La campagne des Biscuits sourire tenue au profit de la Fondation Jean Allard a permis d’amasser un montant record pour la région.
La campagne des Biscuits sourire tenue au profit de la Fondation Jean Allard a permis d’amasser un montant record pour la région.

Biscuits sourire Tim Hortons: un record fracassé malgré la pandémie

Ismael Raymond
Ismael Raymond
Le Quotidien
Un montant total de 187 100 $ a été amassé au profit de la Fondation Jean Allard pour la cause de l’autisme dans le cadre de la campagne des Biscuits sourire Tim Hortons, soit près de 23 000 $ de plus que l’an dernier.

La campagne de financement 2020, qui s’est déroulée du 16 au 22 septembre dernier, a pu compter sur la participation de 141 bénévoles et des employés de 22 succursales des restaurants Tim Hortons.

Les difficultés liées au manque de main-d’oeuvre dans le secteur de la restauration ainsi que les restrictions actuelles au niveau de la Santé publique n’ont pas empêché le grand succès des récoltes auprès de la population régionale.

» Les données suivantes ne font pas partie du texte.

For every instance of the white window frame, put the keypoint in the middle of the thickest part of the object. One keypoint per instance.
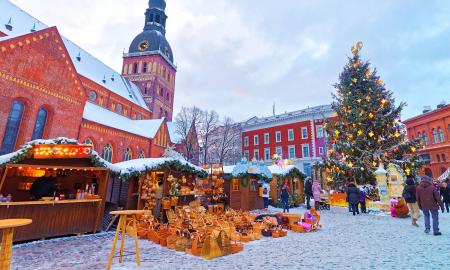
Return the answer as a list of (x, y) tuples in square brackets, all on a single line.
[(266, 138), (303, 151), (276, 136), (266, 150), (246, 154), (255, 152), (246, 141), (280, 153), (291, 132), (303, 133), (319, 131), (289, 152)]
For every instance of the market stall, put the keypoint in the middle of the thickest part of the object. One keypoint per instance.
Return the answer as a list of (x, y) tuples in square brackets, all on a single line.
[(295, 178), (159, 183), (59, 184), (244, 190)]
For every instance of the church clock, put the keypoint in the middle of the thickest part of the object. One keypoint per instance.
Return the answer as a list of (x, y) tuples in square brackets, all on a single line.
[(143, 45)]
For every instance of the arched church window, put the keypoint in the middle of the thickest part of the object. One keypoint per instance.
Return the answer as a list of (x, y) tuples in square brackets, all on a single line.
[(92, 96), (12, 128), (39, 125), (107, 152), (128, 154)]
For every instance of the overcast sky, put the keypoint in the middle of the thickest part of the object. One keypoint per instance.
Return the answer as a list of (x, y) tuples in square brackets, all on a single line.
[(239, 57)]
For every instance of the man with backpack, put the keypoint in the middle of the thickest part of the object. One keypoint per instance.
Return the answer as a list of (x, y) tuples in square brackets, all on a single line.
[(265, 195), (409, 194)]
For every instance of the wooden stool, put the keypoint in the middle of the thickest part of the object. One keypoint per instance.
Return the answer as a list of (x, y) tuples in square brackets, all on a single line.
[(8, 226), (127, 218)]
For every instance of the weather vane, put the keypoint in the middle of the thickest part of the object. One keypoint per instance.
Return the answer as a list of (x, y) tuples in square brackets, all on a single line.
[(357, 47)]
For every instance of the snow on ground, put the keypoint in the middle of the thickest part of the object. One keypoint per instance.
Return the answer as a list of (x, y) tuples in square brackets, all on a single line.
[(344, 242)]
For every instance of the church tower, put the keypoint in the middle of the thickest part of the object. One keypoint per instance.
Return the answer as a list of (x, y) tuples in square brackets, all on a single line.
[(149, 62)]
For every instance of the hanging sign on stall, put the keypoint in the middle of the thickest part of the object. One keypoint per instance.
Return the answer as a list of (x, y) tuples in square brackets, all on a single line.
[(44, 151)]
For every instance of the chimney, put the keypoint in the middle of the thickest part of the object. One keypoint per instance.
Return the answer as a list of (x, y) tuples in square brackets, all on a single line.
[(426, 109)]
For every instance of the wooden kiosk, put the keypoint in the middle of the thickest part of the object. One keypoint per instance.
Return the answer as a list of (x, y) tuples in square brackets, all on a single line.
[(244, 184), (78, 203)]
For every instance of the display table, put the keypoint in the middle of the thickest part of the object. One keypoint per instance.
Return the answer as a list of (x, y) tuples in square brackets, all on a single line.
[(8, 226), (127, 219)]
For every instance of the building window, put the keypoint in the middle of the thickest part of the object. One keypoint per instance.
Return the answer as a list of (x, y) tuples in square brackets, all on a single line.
[(144, 68), (245, 141), (291, 151), (246, 154), (319, 131), (235, 185), (92, 96), (304, 133), (119, 108), (267, 153), (128, 155), (290, 135), (256, 154), (305, 151), (88, 141), (279, 151), (107, 152), (441, 134), (12, 128), (320, 150), (425, 138), (278, 136), (39, 126), (266, 138)]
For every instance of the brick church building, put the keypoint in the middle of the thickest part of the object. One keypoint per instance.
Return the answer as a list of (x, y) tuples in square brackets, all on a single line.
[(50, 87)]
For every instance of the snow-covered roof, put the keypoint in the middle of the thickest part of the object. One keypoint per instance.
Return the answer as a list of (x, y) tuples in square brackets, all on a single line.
[(88, 66), (103, 116), (251, 168), (148, 164), (175, 137)]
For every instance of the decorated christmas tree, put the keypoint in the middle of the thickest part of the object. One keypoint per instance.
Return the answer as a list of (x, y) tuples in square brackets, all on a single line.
[(366, 131)]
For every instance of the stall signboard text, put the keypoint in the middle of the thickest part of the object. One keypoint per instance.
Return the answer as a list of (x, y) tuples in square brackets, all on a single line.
[(62, 151)]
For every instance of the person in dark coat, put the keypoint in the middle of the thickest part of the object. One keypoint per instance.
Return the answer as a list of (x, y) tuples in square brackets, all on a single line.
[(445, 193), (44, 186), (409, 194), (429, 201), (308, 192), (353, 198)]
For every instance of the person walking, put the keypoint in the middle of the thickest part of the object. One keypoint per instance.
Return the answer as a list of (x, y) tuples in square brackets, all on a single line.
[(308, 192), (362, 200), (265, 195), (409, 194), (353, 198), (285, 192), (316, 190), (445, 193), (429, 201)]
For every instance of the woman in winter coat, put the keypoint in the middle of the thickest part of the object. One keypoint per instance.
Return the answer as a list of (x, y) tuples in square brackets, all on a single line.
[(353, 198), (316, 190), (409, 194), (445, 193)]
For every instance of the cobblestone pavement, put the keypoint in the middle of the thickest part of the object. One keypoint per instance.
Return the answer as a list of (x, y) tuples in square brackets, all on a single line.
[(344, 242)]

« Tout le monde a redoublé d’efforts pour tenir cette édition, indique Isabelle Fortin, représentante des franchisés Tim Hortons participants. Ensemble, nous pouvons dire mission accomplie avec tout ce que nous avons réussi à amasser pour appuyer cette humble cause. »

Camps de jour 

La directrice générale d’Autisme Saguenay-Lac-Saint-Jean, Guylaine Cauchon, a tenu pour sa part à souligner l’important impact des dons sur les jeunes autistes de la région.

« Sans l’aide de la fondation, nous ne pourrions pas offrir des moments de répit aux familles dont un jeune est atteint du spectre de l’autisme. Les services que nous offrons leur permettent d’augmenter leur estime de soi et de développer des habiletés sociales en étant en contact avec les autres », explique-t-elle.

Malgré la pandémie, 52 familles ont pu bénéficier durant la relâche et l’été des camps Autisme Tim Hortons offerts par l’organisme grâce aux dons de la campagne Biscuits sourire.

« Notre clientèle a collaboré de façon exceptionnelle malgré les règles sanitaires en place, ce qui nous a permis de répondre à une bonne partie des besoins, précise la directrice de la Fondation, Émilie Fortin. Les jeunes devaient par exemple demeurer dans un même lieu tout au long du camp et être accompagnés de la même personne », indique-t-elle.